Complex Systems, Predictions and Strategy
- Although Watts doesn’t focus on it (that would be a book in itself), he states several times that complex systems are complicated due to massive interdependencies among the nodes. Regarding human systems, since we have the ability to think, and therefore free will, that dramatically increases the range of possible responses to stimuli among people. Natural systems, like stars, plants and simpler animals, lack the abstraction, so their responses to stimuli are more predictable and their systems have fewer possible outcomes.
- Chapter Three’s discussion of circularity makes the point: popular things are popular. Chapter Nine’s discussion of The Matthew Effect is another instance. And it’s the network that determines the popularity, it’s not the person or object, nor is it an “influencer.”
- I agree with Watts’ thesis, that complex systems are normally beyond us [because we have not had to deal with them before]. We can mitigate that risk by recognizing our fallibility and by using our increasing capabilities with data to stack the deck in our favor.
- As a management consultant and executive, I have practiced “sense and respond” (I call it “agile”) for years and find it highly effective. CSRA usually practices strategy by creating a decision framework based on robust due diligence into market mechanisms and their implications for the business.
- “Obvious” offers the possibility of changing one’s attitude and approach toward uncertainty. Watts implies that we reduce the world’s complexity down to our scale in our desire to survive and feel comfortable (one feels more comfortable when one perceives that one knows what is happening). This is okay when we deal with simple systems. In the realm of the complex, it seems more adaptive to recognize that we don’t know much of what is occurring, and to respect the unknown. Recognize the most reliable known variables in the situation and try to identify and correct for as many unknowns as we can address.
- Chapter Eight contrasts top-down aid programs with bottom-up “local knowledge.” In the former, planners “think they know” what the issues are (and often don’t), so their programs are often wasteful and marginally effective. Conversely, supporting and empowering local knowledge can have a breakthrough effect because it incorporates implicit knowledge. CSRA has used this realization on client work for years: management consultants too often serve the “planner” role and do clients and themselves no good. By consciously involving clients on engagements, we tap local knowledge.
I found Watts’ discussion of black swans and the “relevance problem” very useful. It is very practical. Instead of focusing on outcomes, identify mechanisms and inter-dependencies with whose workings you are familiar. Networks are comprised of pieces that interconnect, so being aware of how some of their components work can be a useful guide.

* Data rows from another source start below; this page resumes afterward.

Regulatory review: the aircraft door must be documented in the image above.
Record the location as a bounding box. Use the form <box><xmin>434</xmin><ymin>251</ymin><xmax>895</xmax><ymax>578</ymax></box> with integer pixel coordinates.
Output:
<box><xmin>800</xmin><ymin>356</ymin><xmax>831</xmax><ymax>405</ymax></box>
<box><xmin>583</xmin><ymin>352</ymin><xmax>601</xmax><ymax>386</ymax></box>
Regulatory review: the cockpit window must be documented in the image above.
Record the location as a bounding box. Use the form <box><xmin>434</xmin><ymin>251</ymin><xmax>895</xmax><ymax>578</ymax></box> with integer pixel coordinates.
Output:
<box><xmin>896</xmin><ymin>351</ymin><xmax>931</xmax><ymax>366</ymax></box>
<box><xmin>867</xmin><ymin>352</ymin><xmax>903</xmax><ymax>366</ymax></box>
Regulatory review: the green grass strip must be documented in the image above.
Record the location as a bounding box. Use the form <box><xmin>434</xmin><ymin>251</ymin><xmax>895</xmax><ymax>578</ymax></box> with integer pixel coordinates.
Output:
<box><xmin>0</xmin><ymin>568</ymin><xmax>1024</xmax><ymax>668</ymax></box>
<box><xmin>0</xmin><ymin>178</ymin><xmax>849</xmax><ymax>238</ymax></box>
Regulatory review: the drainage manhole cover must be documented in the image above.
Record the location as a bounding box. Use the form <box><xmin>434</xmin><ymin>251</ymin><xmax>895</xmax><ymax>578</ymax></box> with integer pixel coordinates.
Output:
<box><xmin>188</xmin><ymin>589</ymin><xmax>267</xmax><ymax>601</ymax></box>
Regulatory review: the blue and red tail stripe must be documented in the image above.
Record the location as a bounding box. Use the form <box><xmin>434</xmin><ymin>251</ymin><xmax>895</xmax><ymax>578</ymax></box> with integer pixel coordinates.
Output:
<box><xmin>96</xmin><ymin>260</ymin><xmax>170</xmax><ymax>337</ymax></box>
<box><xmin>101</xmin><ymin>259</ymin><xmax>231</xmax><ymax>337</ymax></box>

- This is not an overtly philosophical book, but it is replete with delightful implications. Chapter Five implies that we create “history” somewhat arbitrarily because it’s the only way we can think and tell a story. So it is really our poor attempt to describe our perceptions. Watts doesn’t say this, but it’s implied that there is little difference between past and future; there’s much more data than we can deal with; it’s just that the future doesn’t have a “story” yet. We recognize that we don’t know what “will happen.” We think we know “what happened.” But we don’t!